Yeni Muhafazakarlık ve Evanjelik Akılcılık: İdeolojik Kodlama

Trump yönetiminin İran siyasasının düşünsel temelinde yeni muhafazakarlık ve Evanjelik-Mesiyanik değerler sistemi yer almaktadır. Yeni muhafazakar düşünce İran gibi teokratik ve Batı karşıtı rejimleri dönüştürülmesi gereken tehditler olarak kodlar. Bu yaklaşım, ABD’nin küresel misyonunu sivil değerlerin ve “Tanrısal düzenin” taşıyıcısı olarak görür. Trump, bu ideolojik zemini özellikle Evangelik seçmene hitap etmek amacıyla kullandı. Kudüs’ü İsrail’in başkenti olarak tanıması, İran’ı “şeytan rejimi” olarak tanımlaması ve Kasım Süleymani suikastı, bu teolojik (dinsel) akılcılığın dış siyasa araçlarına dönüşmüş biçimleridir.

Emperyalizmin Evrimi ve Ekonomik Savaşlar

Trump’ın İran siyasası doğrudan işgale dayalı klasik emperyalizm biçimlerinden farklı olarak ekonomik araçların silahlaştırıldığı yeni bir emperyalizm biçemini temsil etmektedir. “En Fazla Baskı” siyasası bu bağlamda hem İran’ı diplomatik olarak yalnızlaştırmayı hem de küresel enerji piyasalarında ABD müttefiklerinin konumunu güçlendirmeyi hedeflemiştir. İran’a uygulanan ağır yaptırımlar yalnızca nükleer programı hedef almamış ve aynı zamanda rejimin ekonomik ve toplumsal meşruluğunu da sarsmayı amaçlamıştır. Bu durum, neo-emperyal çıkarlarla iç içe geçmiş bir dış siyasa anlayışının ifadesi olarak değerlendirilebilir.

Vekalet Savaşlarının Evrimi ve Bölgesel Mimari

Trump döneminde İran’a karşı izlenen strateji bölgesel düzlemde doğrudan askeri müdahaleden çok vekalet savaşları üzerinden çevreleme ve baskı altına alma stratejisi olarak ortaya çıkmıştır. Suriye, Irak, Yemen ve Lübnan gibi ülkelerdeki yerel unsurlar üzerinden yürütülen çatışmalar İran’ın vekil aktörleri ile ABD destekli unsurlar arasında yeni bir soğuk savaş yapısı üretmiştir. Bu durum, vekalet savaşlarının yalnızca taktiksel değil aynı zamanda jeopolitik oluşum süreçlerinin parçası olduğunu göstermektedir.

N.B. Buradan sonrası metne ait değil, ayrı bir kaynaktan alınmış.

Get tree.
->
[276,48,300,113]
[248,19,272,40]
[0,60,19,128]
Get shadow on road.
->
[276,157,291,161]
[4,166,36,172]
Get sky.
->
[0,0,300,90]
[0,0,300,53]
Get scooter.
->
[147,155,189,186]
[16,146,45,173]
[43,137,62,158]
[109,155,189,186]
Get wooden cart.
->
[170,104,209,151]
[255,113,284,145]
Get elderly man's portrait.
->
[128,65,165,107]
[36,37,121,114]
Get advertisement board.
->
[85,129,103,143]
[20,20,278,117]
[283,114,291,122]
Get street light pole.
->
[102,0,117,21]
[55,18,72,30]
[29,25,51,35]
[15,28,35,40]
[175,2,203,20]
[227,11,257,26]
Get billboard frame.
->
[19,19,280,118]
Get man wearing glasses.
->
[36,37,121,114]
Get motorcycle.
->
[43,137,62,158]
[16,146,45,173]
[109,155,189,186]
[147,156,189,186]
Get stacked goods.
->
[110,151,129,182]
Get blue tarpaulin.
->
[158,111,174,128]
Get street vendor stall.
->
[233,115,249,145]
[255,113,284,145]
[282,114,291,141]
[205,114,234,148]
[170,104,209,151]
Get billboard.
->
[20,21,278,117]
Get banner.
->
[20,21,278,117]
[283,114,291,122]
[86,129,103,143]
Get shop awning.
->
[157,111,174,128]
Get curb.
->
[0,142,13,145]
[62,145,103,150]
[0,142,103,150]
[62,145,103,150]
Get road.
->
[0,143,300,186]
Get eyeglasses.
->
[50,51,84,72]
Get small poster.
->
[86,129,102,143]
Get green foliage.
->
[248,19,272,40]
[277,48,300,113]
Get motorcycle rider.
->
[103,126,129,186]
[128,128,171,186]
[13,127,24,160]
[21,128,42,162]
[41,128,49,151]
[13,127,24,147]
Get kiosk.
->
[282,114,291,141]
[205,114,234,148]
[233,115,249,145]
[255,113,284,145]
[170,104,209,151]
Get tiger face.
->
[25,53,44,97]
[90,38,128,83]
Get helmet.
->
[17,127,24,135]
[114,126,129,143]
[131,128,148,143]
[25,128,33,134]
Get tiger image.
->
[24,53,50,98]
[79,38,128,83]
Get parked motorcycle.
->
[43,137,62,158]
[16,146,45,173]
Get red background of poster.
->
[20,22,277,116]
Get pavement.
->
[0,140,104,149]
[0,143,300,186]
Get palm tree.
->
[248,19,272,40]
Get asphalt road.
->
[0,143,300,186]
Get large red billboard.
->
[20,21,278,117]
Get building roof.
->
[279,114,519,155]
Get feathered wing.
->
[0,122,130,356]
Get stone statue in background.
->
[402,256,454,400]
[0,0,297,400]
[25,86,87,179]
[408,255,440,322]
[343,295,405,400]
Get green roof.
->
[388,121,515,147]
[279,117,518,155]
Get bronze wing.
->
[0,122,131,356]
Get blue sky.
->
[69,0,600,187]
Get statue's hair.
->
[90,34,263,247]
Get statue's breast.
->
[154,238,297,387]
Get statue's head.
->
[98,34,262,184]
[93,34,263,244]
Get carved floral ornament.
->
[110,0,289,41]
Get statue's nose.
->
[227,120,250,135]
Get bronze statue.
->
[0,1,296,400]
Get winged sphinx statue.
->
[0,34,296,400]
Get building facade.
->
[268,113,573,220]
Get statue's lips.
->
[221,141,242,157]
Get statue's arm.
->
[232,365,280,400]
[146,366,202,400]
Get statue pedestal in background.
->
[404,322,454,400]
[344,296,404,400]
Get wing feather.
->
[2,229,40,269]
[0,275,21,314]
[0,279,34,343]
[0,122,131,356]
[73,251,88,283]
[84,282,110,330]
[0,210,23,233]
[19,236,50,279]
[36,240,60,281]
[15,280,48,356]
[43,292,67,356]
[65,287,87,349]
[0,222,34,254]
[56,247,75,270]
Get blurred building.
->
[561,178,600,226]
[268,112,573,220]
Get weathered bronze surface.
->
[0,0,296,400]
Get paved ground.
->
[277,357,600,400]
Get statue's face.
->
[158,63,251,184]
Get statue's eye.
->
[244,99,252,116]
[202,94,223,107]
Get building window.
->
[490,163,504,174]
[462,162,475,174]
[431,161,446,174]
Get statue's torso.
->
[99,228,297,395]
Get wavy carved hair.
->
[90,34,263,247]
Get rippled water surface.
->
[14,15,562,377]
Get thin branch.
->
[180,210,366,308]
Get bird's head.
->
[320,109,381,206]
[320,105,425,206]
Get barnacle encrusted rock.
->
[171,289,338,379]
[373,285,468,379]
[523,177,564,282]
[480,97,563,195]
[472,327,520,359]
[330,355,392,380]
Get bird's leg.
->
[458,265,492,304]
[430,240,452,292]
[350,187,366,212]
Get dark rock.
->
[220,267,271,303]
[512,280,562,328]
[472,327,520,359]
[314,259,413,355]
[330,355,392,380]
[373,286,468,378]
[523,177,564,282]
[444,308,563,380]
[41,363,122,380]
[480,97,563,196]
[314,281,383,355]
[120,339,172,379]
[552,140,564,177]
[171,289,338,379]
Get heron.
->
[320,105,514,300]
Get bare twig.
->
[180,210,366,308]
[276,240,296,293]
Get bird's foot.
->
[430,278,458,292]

Eleştirel Söylem Çözümlemesi (CDA): Anlatıların İdeolojik İşlevi

Bu çalışmanın en özgün kuramsal katkısı, Trump’ın dış siyasa söyleminin Eleştirel Söylem Çözümlemesi (CDA) yöntemiyle incelenecek olmasıdır. Bu yaklaşım, dilin yalnızca bir iletişim aracı değil, aynı zamanda iktidarın yeniden üretim aracı olduğunu varsayar. Trump’ın İran’a ilişkin söylemlerinde görülen çelişkiler (örneğin bir yandan İran halkını “rehin alınmış mağdurlar” olarak tanımlarken, diğer yandan İran’a yönelik kolektif cezalandırma niteliğindeki yaptırımları savunması) söylemin ideolojik doğasını açığa çıkarır. “Terör devleti”, “diktatörlük”, “şeytan düzeni” gibi etiketler, yalnızca güvenlik kaygılarını değil, aynı zamanda toplumsal algıları yönlendirmeye dönük ideolojik araçlardır. Trump’ın söyleminde dış siyasa uzmanlık bilgisine değil, toplumsal korkulara, dinsel simgelere ve düşman imgelerine dayandırılmıştır. Bu bağlamda, söylem çözümlemesi dış siyasadaki anlam oluşturulmasını ve bu oluşum sürecinin iktidar ilişkileriyle bağını görünür kılmayı amaçlamaktadır. Söylemin çelişkileri, yalnızca retorik tutarsızlıklar değil, aynı zamanda siyasal işlev taşıyan stratejik boşluklardır.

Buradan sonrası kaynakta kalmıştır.